В этот полдень он отлично выспался под своей елью, а затем, вечером, выкопал из-под земли свою тетерку и поужинал ею. А когда наступила четвертая ночь, то он уже не прятался так, как три предыдущие. Он вдруг обнаружил в себе какое-то до странности тонкое чутье. Когда взошла луна и высыпали звезды на небе, то он стал прогуливаться по опушке леса и выходил даже на погорелое место. С каким-то новым для него трепетом он прислушивался к отдаленным крикам стаи волков, гнавшихся за добычей. Уже без малейшей дрожи он внимал бесовским крикам сов. Звуки и тишина теперь превратились для него в новую и многозначительную музыку.
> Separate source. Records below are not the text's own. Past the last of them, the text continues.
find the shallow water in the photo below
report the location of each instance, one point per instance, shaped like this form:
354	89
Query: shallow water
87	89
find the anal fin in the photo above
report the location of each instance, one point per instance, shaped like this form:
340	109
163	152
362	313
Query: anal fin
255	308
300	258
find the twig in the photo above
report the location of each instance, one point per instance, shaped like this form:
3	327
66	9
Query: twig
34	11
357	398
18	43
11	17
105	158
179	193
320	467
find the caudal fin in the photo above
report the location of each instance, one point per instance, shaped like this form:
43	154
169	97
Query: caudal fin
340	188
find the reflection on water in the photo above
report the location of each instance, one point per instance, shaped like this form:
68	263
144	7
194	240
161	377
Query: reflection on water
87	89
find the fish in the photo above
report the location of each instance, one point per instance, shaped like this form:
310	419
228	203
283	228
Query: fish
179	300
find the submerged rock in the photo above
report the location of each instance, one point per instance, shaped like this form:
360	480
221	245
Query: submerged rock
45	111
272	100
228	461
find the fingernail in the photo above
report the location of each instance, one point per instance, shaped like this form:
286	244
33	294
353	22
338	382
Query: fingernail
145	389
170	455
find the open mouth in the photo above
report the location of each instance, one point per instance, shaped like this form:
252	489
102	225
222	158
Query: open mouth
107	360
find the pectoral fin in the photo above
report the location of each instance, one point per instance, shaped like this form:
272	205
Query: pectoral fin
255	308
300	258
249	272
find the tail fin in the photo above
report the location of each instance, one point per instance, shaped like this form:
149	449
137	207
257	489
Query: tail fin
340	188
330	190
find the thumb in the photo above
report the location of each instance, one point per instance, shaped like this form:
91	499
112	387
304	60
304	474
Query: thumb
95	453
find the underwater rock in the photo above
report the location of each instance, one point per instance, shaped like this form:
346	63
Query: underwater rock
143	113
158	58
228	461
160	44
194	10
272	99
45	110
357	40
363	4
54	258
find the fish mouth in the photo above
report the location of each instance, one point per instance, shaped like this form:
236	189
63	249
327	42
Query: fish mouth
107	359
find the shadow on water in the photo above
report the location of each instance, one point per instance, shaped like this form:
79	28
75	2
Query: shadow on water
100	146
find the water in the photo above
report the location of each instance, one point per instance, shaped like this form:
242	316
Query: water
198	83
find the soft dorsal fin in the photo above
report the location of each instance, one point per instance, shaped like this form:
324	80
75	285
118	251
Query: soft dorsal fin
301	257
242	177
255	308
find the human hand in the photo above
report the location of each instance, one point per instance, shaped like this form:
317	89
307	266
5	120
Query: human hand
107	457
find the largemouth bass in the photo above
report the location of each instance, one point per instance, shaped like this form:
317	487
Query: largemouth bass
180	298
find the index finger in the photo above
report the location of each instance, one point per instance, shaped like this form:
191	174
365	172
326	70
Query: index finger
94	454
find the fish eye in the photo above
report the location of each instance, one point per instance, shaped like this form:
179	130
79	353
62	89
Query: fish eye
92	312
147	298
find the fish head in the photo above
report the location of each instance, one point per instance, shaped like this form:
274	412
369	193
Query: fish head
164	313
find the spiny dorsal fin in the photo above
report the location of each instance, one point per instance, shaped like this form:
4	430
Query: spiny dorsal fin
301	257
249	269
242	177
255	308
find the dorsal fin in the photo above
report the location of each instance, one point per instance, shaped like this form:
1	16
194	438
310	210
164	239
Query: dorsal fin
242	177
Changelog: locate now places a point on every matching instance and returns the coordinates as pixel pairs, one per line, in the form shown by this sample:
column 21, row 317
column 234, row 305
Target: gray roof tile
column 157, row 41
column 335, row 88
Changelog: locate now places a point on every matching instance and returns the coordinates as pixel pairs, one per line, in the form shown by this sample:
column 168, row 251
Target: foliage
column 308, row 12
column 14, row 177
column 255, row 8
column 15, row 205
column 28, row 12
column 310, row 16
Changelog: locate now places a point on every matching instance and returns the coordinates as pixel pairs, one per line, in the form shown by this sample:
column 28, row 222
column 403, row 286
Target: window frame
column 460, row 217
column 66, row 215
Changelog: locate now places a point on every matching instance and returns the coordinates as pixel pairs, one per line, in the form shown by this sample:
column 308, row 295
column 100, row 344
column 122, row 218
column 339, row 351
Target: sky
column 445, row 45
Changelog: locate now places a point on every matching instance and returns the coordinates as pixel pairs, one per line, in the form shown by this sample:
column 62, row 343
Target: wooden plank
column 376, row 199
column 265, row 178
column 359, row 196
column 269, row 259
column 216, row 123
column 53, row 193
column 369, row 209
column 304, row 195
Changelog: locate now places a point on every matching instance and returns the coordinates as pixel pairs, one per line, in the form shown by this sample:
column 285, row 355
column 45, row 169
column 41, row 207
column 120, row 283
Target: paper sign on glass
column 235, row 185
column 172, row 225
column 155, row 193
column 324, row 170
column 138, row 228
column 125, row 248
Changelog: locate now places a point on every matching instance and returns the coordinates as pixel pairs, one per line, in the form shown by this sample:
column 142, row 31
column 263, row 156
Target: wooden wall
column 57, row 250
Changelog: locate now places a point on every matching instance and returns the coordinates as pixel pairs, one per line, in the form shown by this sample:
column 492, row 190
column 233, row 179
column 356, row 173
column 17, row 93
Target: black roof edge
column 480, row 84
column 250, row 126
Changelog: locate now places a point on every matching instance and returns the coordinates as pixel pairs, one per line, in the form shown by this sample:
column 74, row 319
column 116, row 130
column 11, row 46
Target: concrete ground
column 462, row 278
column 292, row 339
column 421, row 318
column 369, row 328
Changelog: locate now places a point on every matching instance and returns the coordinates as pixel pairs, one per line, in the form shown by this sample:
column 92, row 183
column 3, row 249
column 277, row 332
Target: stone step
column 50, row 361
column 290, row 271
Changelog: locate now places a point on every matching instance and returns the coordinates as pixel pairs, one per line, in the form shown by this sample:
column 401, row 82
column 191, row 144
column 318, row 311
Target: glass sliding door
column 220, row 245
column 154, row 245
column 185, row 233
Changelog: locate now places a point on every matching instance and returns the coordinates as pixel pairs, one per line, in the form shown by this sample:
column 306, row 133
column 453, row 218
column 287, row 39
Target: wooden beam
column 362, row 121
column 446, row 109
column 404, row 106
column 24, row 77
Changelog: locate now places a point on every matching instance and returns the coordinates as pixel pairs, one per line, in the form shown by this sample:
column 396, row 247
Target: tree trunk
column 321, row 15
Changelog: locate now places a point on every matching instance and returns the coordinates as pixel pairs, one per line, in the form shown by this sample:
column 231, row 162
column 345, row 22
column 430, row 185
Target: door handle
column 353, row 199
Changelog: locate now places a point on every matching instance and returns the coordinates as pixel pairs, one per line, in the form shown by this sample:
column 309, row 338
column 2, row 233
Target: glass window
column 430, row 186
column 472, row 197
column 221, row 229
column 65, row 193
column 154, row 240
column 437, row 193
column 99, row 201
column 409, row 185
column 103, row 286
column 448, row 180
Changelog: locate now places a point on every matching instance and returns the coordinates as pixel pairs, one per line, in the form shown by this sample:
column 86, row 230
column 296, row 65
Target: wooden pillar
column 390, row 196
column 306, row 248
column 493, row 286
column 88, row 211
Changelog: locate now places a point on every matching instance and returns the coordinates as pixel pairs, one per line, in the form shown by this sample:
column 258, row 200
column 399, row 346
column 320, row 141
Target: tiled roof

Следующие день и ночь Бари провел по соседству со своей елью, а когда была съедена от тетерки последняя кость, то он двинулся далее. (Теперь уж он вступил в такие места, где возможность существования не казалась уже ему опасной загадкой. Здесь жили рыси, а там, где водится рысь, как известно, имеется множество кроликов. Когда жекролики начинают исчезать, то рыси переселяются в более богатые дичью места. А так как кролики размножаются именно летом, то Бари имел к своим услугам множество дичи. Для него не представляло уже ровно никакого труда поймать молоденького кролика и загрызть его. Целую неделю он катался как сыр в масле, стал быстро расти и с каждым днем делался все сильнее. Но тем не менее он ни на минуту не переставал надеяться, что найдет свой дом и мать, и все шел и шел на северо-запад. Так он попал неожиданно в те самые места, где пюлуфранцуз-полуиндеец Пьеро расставлял свои ловушки.